This is yet another outlet in the Kuriya chain (they who run Ichibanboshi), who seem to be taking over the world just as Crystal Jade are… I haven’t had much luck with ordering Zaru Soba recently – for some reason, most of the Japanese joints I’ve been to lately have either run out, or stopped selling it altogether (Amanogawa at the new Raffles City Marketplace).
We actually wanted to go to a different Japanese restaurant at Paragon, but it had been taken over by Toys R Us. I was about to wail at my arse luck yet again, when I suddenly remembered seeing the restaurant in the basement dedicated to soba, so we decided to give it a try.
Of course, my luck had to run out at SOME point, because the dish that I wanted, a cold soba with a duck broth dipping sauce, was out of stock. Thanks to bird flu, they’ve been having some problems with their suppliers so no duck on the menu for the time being. So I ordered a simple cold soba with the classic dipping sauce, and A had a cold spicy beef soba.
The place mats have detailed and rather hilarious instructions on how to savour a traditional cold soba. Things like “when it first arrives, look at it for a moment, and breathe in its fresh fragrance”. I tried to do all the steps to A’s embarrassment, heh. Anyway, clowning around aside, my cold soba craving was finally satiated. Although there was no quail’s egg, this was one of the best cold sobas I’ve had in a very long time. Unlike the one at Ichinaboshi and Kuriya, the dipping sauce here retained its flavour to the last strand of noodle. At the end of the meal, they even give you a small jar of Soba-yu (the water used to cook the noodle), which you’re supposed to pour into the leftover dipping sauce and savour it as a broth.
A big bonus was the fact that we were seated right next to the soba-making room, and we had a perfect view of the soba noodle chef strutting his stuff. We managed to catch him making a batch of soba from scratch – all the way from measuring the flour, kneading the dough, to rolling it out paper thin and cutting it into perfectly even threads of noodles, all by hand. It was a pretty awesome sight.
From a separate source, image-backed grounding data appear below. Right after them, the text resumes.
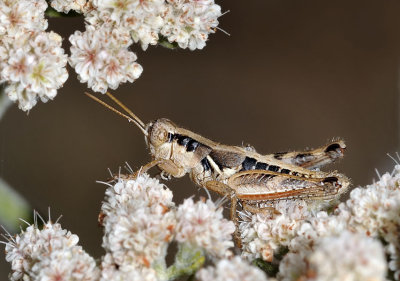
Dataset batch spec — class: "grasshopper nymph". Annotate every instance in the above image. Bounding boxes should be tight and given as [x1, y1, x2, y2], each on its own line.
[86, 92, 350, 244]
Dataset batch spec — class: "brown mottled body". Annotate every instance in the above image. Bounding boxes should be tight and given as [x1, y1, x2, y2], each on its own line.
[86, 92, 351, 245]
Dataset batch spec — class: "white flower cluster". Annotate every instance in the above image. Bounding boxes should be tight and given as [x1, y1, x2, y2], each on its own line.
[69, 25, 143, 93]
[101, 174, 235, 267]
[196, 256, 269, 281]
[3, 173, 236, 280]
[338, 165, 400, 280]
[0, 0, 48, 35]
[85, 0, 222, 51]
[0, 0, 224, 109]
[0, 0, 68, 111]
[239, 200, 313, 262]
[278, 230, 387, 281]
[51, 0, 88, 13]
[277, 213, 386, 281]
[100, 253, 159, 281]
[240, 164, 400, 281]
[175, 197, 235, 258]
[309, 231, 386, 281]
[4, 218, 99, 281]
[161, 0, 222, 50]
[101, 173, 176, 269]
[71, 0, 222, 92]
[9, 163, 400, 281]
[86, 0, 166, 50]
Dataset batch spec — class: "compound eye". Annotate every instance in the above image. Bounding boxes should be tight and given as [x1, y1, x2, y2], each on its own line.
[157, 130, 168, 142]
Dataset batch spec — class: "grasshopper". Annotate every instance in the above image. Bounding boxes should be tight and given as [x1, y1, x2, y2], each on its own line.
[86, 92, 350, 244]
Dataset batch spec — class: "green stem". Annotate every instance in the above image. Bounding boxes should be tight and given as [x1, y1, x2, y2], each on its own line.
[0, 178, 31, 233]
[0, 86, 30, 233]
[45, 6, 81, 18]
[155, 243, 205, 281]
[252, 258, 280, 277]
[0, 85, 12, 119]
[158, 36, 179, 50]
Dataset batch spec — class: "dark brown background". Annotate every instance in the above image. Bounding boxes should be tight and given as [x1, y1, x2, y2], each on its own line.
[1, 0, 400, 278]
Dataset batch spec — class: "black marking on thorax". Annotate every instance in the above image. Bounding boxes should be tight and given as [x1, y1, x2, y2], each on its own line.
[201, 157, 212, 172]
[167, 132, 174, 142]
[176, 134, 191, 146]
[171, 133, 201, 153]
[187, 140, 199, 152]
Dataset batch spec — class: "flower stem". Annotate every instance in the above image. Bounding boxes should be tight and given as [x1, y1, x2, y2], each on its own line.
[0, 86, 30, 232]
[0, 85, 11, 119]
[45, 6, 81, 18]
[0, 178, 30, 233]
[156, 243, 205, 281]
[158, 36, 179, 50]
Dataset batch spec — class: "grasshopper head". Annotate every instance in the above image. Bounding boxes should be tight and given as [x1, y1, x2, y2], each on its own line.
[145, 118, 177, 160]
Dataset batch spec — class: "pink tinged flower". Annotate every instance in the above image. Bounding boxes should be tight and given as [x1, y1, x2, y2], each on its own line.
[196, 256, 269, 281]
[161, 0, 222, 50]
[3, 49, 35, 84]
[1, 31, 68, 111]
[69, 25, 143, 93]
[32, 247, 100, 281]
[88, 0, 166, 50]
[175, 197, 235, 258]
[50, 0, 88, 13]
[101, 174, 176, 268]
[239, 200, 311, 262]
[69, 29, 103, 81]
[309, 231, 387, 281]
[100, 254, 159, 281]
[3, 219, 98, 281]
[4, 84, 38, 111]
[0, 0, 48, 35]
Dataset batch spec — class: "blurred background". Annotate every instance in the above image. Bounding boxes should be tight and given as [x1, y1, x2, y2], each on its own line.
[1, 0, 400, 278]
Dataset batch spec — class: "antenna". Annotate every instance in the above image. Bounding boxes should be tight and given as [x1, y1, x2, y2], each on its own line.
[85, 92, 148, 136]
[105, 92, 146, 128]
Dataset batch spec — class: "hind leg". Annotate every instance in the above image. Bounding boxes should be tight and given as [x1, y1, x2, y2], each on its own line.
[268, 140, 346, 170]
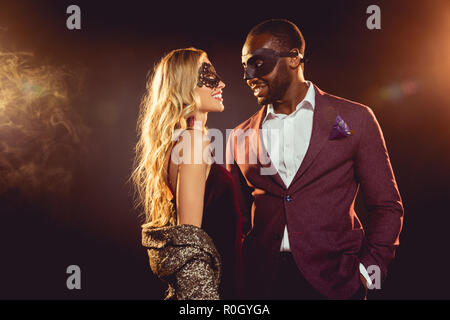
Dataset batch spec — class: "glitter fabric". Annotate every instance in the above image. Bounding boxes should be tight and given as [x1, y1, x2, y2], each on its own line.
[141, 223, 222, 300]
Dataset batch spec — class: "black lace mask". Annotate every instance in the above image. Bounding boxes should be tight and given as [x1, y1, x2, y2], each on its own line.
[197, 62, 222, 89]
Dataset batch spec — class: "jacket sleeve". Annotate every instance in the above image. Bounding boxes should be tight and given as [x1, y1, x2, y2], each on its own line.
[226, 130, 254, 237]
[355, 106, 404, 280]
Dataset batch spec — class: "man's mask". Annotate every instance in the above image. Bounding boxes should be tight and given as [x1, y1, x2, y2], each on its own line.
[197, 62, 222, 89]
[242, 48, 303, 80]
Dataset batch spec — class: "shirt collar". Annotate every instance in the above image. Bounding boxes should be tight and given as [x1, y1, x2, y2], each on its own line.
[263, 80, 316, 123]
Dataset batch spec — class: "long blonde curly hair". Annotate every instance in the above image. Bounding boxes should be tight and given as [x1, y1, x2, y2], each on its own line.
[131, 48, 206, 227]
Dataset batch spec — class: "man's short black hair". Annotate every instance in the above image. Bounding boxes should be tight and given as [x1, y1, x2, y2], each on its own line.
[246, 18, 305, 56]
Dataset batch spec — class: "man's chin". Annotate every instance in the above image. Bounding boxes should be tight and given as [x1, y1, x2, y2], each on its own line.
[257, 96, 272, 106]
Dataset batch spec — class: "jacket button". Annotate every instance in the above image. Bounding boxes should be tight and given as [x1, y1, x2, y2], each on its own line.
[274, 233, 282, 240]
[285, 195, 292, 202]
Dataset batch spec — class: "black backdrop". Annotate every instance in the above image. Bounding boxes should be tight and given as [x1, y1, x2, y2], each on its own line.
[0, 0, 449, 299]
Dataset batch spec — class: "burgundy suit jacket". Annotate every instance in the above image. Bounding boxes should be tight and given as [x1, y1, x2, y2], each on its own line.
[225, 84, 404, 299]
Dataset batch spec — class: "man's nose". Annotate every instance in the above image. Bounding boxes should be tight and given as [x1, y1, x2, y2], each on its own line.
[243, 67, 255, 81]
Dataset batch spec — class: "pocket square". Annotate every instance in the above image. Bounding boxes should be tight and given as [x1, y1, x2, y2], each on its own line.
[329, 115, 354, 140]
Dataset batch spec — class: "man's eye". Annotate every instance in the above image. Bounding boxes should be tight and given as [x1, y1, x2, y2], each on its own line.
[255, 60, 264, 67]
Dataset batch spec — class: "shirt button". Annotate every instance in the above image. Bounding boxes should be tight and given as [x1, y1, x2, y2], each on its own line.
[285, 195, 292, 202]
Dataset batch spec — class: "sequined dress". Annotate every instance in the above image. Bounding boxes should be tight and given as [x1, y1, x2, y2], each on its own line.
[141, 160, 242, 300]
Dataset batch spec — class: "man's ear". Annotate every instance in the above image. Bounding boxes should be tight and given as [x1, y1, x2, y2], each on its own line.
[288, 49, 303, 68]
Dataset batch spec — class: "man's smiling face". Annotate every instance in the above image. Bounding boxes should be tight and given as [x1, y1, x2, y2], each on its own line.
[242, 33, 293, 106]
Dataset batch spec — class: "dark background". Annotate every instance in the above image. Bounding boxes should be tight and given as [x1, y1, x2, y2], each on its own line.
[0, 0, 449, 299]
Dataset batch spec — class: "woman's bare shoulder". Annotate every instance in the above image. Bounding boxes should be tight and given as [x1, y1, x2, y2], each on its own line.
[173, 129, 211, 165]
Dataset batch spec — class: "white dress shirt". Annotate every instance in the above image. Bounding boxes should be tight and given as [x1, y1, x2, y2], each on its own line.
[261, 81, 372, 288]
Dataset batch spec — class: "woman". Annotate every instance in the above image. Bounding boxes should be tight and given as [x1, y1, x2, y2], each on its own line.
[131, 48, 242, 300]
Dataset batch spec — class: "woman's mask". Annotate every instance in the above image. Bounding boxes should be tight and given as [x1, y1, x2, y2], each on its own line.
[197, 62, 222, 89]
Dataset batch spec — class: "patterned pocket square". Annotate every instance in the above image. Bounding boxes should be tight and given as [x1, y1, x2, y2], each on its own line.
[329, 115, 354, 140]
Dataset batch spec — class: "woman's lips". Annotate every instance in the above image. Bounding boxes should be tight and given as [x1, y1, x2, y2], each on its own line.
[212, 92, 223, 101]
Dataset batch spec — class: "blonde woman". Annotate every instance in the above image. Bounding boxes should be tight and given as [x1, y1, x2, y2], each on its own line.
[132, 48, 242, 300]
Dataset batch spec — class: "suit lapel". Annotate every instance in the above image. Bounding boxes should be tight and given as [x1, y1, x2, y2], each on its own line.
[242, 85, 336, 192]
[289, 85, 337, 188]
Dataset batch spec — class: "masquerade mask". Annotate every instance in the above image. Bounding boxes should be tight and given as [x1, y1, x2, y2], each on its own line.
[197, 62, 222, 89]
[242, 48, 304, 80]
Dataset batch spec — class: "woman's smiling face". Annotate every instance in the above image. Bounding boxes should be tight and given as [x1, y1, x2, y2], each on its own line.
[194, 55, 226, 113]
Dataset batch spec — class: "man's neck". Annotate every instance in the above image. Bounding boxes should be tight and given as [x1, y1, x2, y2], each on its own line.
[272, 80, 309, 115]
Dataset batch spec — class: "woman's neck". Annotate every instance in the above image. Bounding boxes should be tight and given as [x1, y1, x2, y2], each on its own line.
[191, 111, 208, 130]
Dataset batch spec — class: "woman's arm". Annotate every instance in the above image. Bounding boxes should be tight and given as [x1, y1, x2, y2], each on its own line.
[142, 224, 222, 300]
[176, 129, 210, 228]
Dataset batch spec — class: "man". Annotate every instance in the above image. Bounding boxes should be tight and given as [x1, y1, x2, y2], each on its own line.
[225, 19, 403, 299]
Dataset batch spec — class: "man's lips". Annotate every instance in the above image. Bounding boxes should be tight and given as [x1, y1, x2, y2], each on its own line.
[252, 84, 267, 97]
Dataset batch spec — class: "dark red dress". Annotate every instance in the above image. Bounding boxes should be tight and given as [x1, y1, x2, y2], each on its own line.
[170, 160, 243, 299]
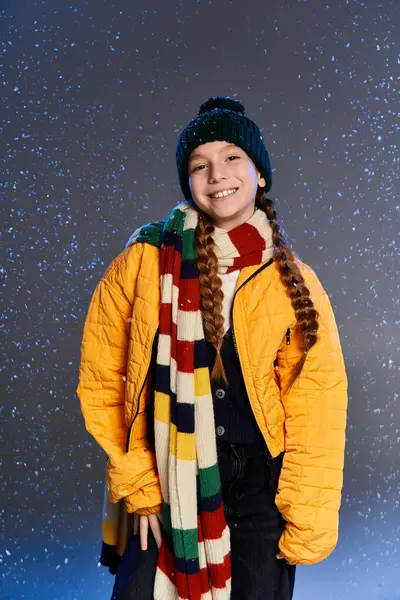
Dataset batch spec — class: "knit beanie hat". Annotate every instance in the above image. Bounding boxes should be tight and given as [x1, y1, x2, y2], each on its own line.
[176, 95, 272, 200]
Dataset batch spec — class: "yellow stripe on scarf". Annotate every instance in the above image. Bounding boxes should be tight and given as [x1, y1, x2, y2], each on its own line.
[194, 366, 213, 396]
[154, 390, 170, 424]
[169, 423, 196, 460]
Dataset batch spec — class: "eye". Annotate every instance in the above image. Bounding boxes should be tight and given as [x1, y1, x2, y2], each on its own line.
[191, 155, 239, 172]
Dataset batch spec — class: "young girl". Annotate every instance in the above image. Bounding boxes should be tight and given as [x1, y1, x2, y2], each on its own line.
[77, 96, 348, 600]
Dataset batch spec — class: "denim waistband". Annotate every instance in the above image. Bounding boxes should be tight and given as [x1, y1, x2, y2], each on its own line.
[216, 436, 268, 457]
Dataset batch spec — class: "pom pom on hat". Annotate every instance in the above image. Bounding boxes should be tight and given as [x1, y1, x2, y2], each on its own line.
[198, 96, 246, 115]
Apparently, they expect to have their duck supply ironed out by next month. Maybe I’ll give them a month to sort themselves out, and make my way there again in September.
Soba so good. Gotta love the copywriter/marketer who sold that line. The food and service are decent enough. Catch the noodle show’s finale (noodle cutting) if you can.
I go to Shimbashi Soba quite a lot. I get lured in by the sight of the soba being freshly-made.
My tip is to always have it cold.
When you dip the soba into the broth, it absorbs just enough of the liquid, so you have a yummy mouthful of noodle each time.
But when you order a bowl of soba in hot soup, it tends to absorb too much liquid, or maybe it releases too much starch. So you have to eat it quite quickly; otherwise, you end up with a bowl of ick towards the end of the meal.